Supervised contrastive learning encourages representations that cluster samples from the same class while separating those from different classes. Standard supervised contrastive methods typically construct multiple “views’’ of each image using random augmentations such as cropping, rotation, or intensity jitter. In dermoscopy, however, aggressive spatial augmentations can distort lesion boundaries or alter diagnostically relevant texture patterns.



\begin{figure}[t]
\centering
\includegraphics[width=.9\linewidth]{figures/flowchart2.png}
\caption{\footnotesize \textbf{Overview of TopoCon-MP.}
The raw dermoscopic image is processed by a pretrained Swin Transformer backbone to obtain semantic image features.
In parallel, we compute multiparameter Betti tensors on a fixed grid and stack \(\beta_0\), \(\beta_1\), and activated-pixel counts into a \(3\times 20\times 20\) topological image.
This topological image is encoded with an MLP and aligned with the Swin features via a topology-aware supervised contrastive loss.
The fused representation is passed to a final classifier for benign vs.\ malignant prediction.}
\label{fig:complete-flowchart}
\vspace{-.3in}
\end{figure}


We therefore propose a \emph{topology aware} supervised contrastive framework that uses the original dermoscopic image and its multiparameter topological embedding as two semantically consistent views of the same case (see Fig.~\ref{fig:complete-flowchart}). For each input image \(I\), we compute its cubical multiparameter persistence representation, capturing structural and morphological characteristics in a label preserving and anatomically coherent way. The resulting bifiltration produces a 2D topological image \(\Psi(I) \in \mathbb{R}^{H \times W \times 3}\), where the three channels correspond to \(\beta_0\), \(\beta_1\), and the activated pixel map derived from the multipersistence computation. This RGB style topological image emphasizes global topology and boundary structure without introducing augmentation induced bias, which is a common issue in medical imaging where strong contrastive augmentations (e.g., heavy color jitter, aggressive cropping, blur) can distort clinically meaningful cues and produce label-inconsistent views, encouraging invariances that are undesirable for diagnosis.

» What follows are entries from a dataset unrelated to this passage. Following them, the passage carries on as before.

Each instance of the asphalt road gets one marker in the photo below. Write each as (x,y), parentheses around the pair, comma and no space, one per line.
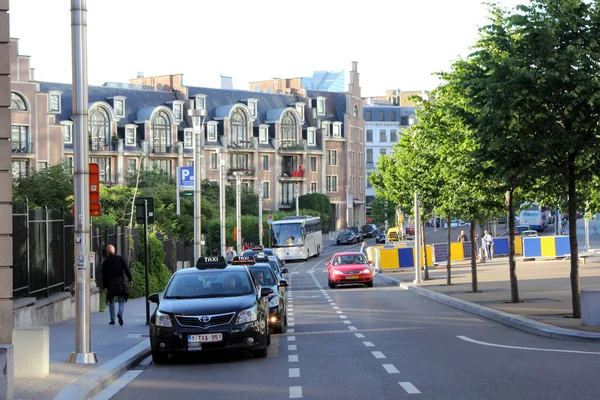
(380,343)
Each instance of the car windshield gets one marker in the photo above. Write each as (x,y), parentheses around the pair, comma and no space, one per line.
(287,235)
(263,275)
(209,283)
(349,259)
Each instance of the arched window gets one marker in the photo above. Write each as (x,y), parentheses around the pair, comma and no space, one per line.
(161,132)
(17,102)
(289,130)
(239,129)
(99,128)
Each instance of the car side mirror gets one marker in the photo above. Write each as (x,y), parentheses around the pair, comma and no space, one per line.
(154,298)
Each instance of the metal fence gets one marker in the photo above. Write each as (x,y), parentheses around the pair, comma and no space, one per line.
(43,250)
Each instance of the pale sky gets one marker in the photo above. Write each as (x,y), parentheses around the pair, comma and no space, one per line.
(397,43)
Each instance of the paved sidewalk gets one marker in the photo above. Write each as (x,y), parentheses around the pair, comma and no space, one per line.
(108,342)
(544,287)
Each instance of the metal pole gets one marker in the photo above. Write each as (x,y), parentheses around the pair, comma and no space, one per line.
(222,203)
(147,262)
(238,210)
(81,183)
(260,228)
(417,240)
(178,191)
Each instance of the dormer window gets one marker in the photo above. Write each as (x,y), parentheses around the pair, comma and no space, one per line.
(178,110)
(320,106)
(119,106)
(200,102)
(325,128)
(253,108)
(130,134)
(300,110)
(312,136)
(337,129)
(211,127)
(54,102)
(263,134)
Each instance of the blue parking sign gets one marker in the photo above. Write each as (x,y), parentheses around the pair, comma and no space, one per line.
(186,178)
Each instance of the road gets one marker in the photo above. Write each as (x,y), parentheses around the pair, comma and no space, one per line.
(380,343)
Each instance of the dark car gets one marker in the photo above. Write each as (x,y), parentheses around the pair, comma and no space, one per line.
(214,306)
(369,230)
(357,233)
(346,237)
(266,278)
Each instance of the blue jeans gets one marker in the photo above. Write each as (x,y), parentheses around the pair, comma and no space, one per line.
(111,307)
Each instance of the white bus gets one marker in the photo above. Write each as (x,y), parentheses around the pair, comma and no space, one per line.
(297,237)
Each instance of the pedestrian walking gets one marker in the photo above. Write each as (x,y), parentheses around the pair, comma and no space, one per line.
(114,270)
(489,244)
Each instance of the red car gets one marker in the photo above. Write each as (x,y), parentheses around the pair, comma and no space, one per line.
(349,268)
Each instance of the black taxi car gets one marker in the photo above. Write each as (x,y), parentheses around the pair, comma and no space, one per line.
(214,306)
(266,278)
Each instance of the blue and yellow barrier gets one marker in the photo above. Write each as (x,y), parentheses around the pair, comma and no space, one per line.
(546,246)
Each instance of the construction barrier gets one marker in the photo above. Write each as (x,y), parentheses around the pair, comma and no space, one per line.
(546,246)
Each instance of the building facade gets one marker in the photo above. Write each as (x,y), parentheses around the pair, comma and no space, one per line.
(287,144)
(383,127)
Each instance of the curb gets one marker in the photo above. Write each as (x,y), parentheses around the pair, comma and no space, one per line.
(518,322)
(94,381)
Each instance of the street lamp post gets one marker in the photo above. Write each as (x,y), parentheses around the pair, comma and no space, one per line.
(198,119)
(260,229)
(222,202)
(238,210)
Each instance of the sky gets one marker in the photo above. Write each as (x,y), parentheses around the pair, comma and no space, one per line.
(398,44)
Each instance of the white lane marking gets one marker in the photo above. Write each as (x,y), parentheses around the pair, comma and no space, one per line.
(467,339)
(390,369)
(115,387)
(295,392)
(409,387)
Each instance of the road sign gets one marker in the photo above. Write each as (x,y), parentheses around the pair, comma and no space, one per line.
(186,178)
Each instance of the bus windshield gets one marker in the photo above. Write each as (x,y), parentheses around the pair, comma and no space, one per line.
(288,235)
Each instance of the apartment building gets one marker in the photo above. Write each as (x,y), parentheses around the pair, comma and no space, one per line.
(289,144)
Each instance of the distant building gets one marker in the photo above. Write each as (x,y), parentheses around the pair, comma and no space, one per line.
(325,81)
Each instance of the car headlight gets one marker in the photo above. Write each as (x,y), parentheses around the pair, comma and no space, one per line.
(163,320)
(247,316)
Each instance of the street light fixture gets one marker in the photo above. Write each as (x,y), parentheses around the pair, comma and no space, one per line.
(198,119)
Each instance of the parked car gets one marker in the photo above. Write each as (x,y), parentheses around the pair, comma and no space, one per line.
(369,230)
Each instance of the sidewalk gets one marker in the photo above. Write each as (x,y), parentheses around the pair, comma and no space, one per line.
(108,342)
(544,289)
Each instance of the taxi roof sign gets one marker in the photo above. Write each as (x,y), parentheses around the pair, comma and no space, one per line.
(243,260)
(212,262)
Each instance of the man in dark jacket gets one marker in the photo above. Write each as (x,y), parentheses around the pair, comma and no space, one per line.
(114,269)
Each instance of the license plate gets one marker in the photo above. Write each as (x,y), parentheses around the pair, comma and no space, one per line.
(205,338)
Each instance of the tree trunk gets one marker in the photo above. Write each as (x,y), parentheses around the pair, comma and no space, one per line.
(512,265)
(473,257)
(575,295)
(448,265)
(424,250)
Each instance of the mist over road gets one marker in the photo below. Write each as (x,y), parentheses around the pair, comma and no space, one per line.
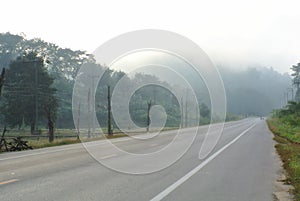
(241,168)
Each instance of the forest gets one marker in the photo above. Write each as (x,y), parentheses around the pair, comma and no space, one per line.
(40,76)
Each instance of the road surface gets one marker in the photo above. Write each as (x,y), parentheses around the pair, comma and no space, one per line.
(240,168)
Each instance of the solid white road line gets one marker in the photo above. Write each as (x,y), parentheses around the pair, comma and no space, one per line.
(8,181)
(171,188)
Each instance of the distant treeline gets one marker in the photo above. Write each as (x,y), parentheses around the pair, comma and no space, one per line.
(254,91)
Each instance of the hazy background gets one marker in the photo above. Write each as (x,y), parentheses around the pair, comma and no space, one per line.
(234,33)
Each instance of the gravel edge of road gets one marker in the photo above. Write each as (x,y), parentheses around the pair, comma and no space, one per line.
(282,190)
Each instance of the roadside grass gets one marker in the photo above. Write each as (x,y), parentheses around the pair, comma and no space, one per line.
(288,148)
(69,136)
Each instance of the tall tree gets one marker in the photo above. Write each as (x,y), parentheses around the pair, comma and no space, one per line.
(28,92)
(296,80)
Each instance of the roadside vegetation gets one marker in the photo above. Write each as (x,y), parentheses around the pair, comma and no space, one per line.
(285,124)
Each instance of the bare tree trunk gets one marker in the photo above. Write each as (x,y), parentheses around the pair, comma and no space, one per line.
(2,79)
(32,128)
(50,127)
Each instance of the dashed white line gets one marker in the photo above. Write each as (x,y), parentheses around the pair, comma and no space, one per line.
(171,188)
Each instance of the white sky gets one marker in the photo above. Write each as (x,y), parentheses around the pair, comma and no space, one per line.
(235,33)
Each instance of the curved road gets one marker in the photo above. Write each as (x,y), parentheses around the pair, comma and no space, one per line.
(241,168)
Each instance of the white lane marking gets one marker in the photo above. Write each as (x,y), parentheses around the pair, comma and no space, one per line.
(89,144)
(108,156)
(171,188)
(8,181)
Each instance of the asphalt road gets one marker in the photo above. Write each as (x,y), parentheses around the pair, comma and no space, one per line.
(241,168)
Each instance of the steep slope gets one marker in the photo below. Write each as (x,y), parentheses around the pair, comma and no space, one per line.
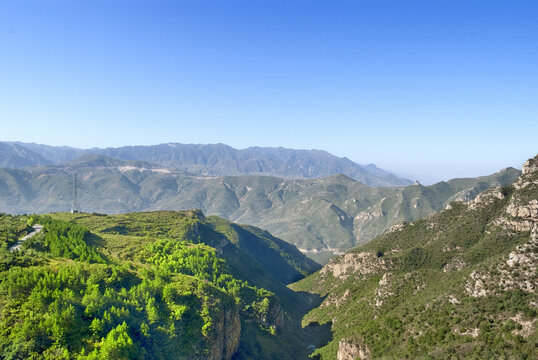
(320,216)
(16,156)
(459,283)
(159,285)
(220,159)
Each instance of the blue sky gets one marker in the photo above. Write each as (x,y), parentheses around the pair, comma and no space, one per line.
(439,88)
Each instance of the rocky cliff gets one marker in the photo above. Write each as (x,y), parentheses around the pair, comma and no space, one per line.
(461,282)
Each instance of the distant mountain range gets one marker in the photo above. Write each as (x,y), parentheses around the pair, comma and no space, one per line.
(459,284)
(320,216)
(210,160)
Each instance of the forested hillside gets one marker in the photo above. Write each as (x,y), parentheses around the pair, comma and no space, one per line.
(159,285)
(460,283)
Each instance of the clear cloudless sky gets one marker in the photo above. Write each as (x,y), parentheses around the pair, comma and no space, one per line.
(444,88)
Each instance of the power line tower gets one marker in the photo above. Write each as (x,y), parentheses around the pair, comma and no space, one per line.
(74,206)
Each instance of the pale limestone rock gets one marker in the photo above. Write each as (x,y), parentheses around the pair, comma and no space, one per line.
(351,350)
(362,263)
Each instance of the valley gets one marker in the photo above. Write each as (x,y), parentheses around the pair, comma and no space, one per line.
(322,217)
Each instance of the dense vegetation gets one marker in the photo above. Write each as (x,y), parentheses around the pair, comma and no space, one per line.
(320,216)
(142,286)
(440,287)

\begin{wrapfigure}{r}{3in}
\vspace{-.1in}
\centering
\includegraphics[width=\linewidth]{figures/topocon_mp2.png}
\vspace{-0.3in}
\caption{\footnotesize \textbf{Supervised contrastive framework.} A dermoscopic image and its multipersistence image (toy $3\times3\times3$ example) are encoded by separate networks. Their embeddings are used for classification and a supervised contrastive loss that aligns image and topology representations.}

\label{fig:topocon_mp}
\vspace{-0.25in}
\end{wrapfigure}
An image encoder \(f_\theta(\cdot)\) (a pretrained Swin Transformer backbone with a linear head) and a topology encoder \(g_\phi(\cdot)\) (an MLP on \(\Psi(I)\)) produce latent embeddings
 $z_I = f_\theta(I),  z_T = g_\phi(\Psi(I)).$
These embeddings are concatenated and fed to a classifier for the main lesion classification task. In parallel, they are mapped through projection heads and used in a supervised contrastive loss: samples that share the same class label, whether they come from the image branch or the topology branch, are treated as positives, and samples from different classes are treated as negatives (following the formulation of Khosla et al.).

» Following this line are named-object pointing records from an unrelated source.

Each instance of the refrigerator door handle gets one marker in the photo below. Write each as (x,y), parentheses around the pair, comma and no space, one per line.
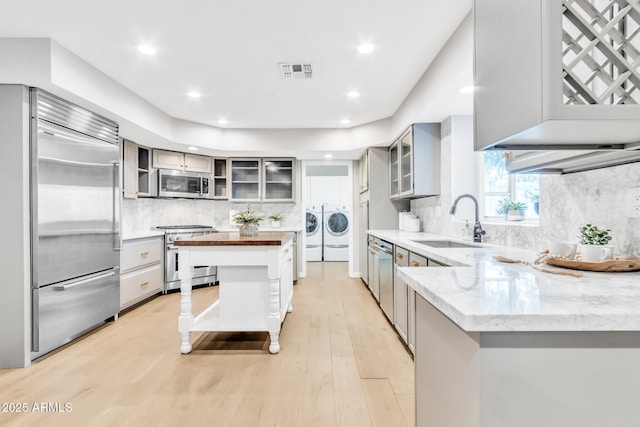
(82,282)
(117,226)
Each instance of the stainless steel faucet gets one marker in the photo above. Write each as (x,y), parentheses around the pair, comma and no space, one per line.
(478,232)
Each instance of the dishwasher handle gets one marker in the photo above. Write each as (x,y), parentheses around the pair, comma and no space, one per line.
(381,249)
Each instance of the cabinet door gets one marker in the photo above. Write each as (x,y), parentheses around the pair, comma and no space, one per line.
(197,163)
(364,172)
(400,289)
(406,162)
(411,319)
(245,180)
(130,170)
(168,160)
(394,170)
(278,177)
(220,179)
(144,171)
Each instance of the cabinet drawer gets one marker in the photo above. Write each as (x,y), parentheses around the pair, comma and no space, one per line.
(416,260)
(140,283)
(402,257)
(141,252)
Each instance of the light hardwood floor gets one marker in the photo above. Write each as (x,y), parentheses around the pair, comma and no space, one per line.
(340,364)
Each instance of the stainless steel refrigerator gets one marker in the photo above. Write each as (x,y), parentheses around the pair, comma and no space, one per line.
(75,208)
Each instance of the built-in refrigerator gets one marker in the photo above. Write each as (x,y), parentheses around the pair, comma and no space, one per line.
(75,217)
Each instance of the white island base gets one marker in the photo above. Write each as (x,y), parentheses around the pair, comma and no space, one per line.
(524,379)
(255,294)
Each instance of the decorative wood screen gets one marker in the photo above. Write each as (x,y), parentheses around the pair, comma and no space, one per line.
(601,52)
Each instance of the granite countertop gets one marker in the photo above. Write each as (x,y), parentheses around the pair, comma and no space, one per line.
(481,294)
(267,238)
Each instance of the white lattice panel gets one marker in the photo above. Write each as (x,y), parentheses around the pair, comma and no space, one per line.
(601,51)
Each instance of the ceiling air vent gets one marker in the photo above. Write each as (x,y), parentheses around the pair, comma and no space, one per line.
(300,70)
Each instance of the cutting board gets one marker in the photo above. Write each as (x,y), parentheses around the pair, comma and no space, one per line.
(610,265)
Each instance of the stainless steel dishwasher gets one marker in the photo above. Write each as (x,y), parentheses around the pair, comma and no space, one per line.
(383,268)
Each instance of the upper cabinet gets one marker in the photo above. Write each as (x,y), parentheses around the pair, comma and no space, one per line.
(163,159)
(136,170)
(245,180)
(278,178)
(262,180)
(557,74)
(220,179)
(414,162)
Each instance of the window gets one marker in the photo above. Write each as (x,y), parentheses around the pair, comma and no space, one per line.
(498,184)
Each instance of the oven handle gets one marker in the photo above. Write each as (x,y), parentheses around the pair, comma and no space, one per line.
(82,282)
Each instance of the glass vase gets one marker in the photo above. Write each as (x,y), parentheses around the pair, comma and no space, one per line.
(249,229)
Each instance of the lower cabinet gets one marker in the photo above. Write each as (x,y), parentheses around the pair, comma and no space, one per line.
(142,274)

The final training objective combines cross entropy and supervised contrastive losses,\quad 
$\mathcal{L}_{\text{total}} = \mathcal{L}_{\text{CE}} + \lambda \,\mathcal{L}_{\text{SupCon}},$\quad
where \(\lambda\) balances discriminative and alignment terms (See Fig.~\ref{fig:topocon_mp}). This objective aligns image and topology embeddings in a class consistent manner while preserving classification performance. By using topological representations as label preserving views instead of only random augmentations, TopoCon-MP provides contrastive supervision better tailored to limited data and anatomy sensitive medical imaging.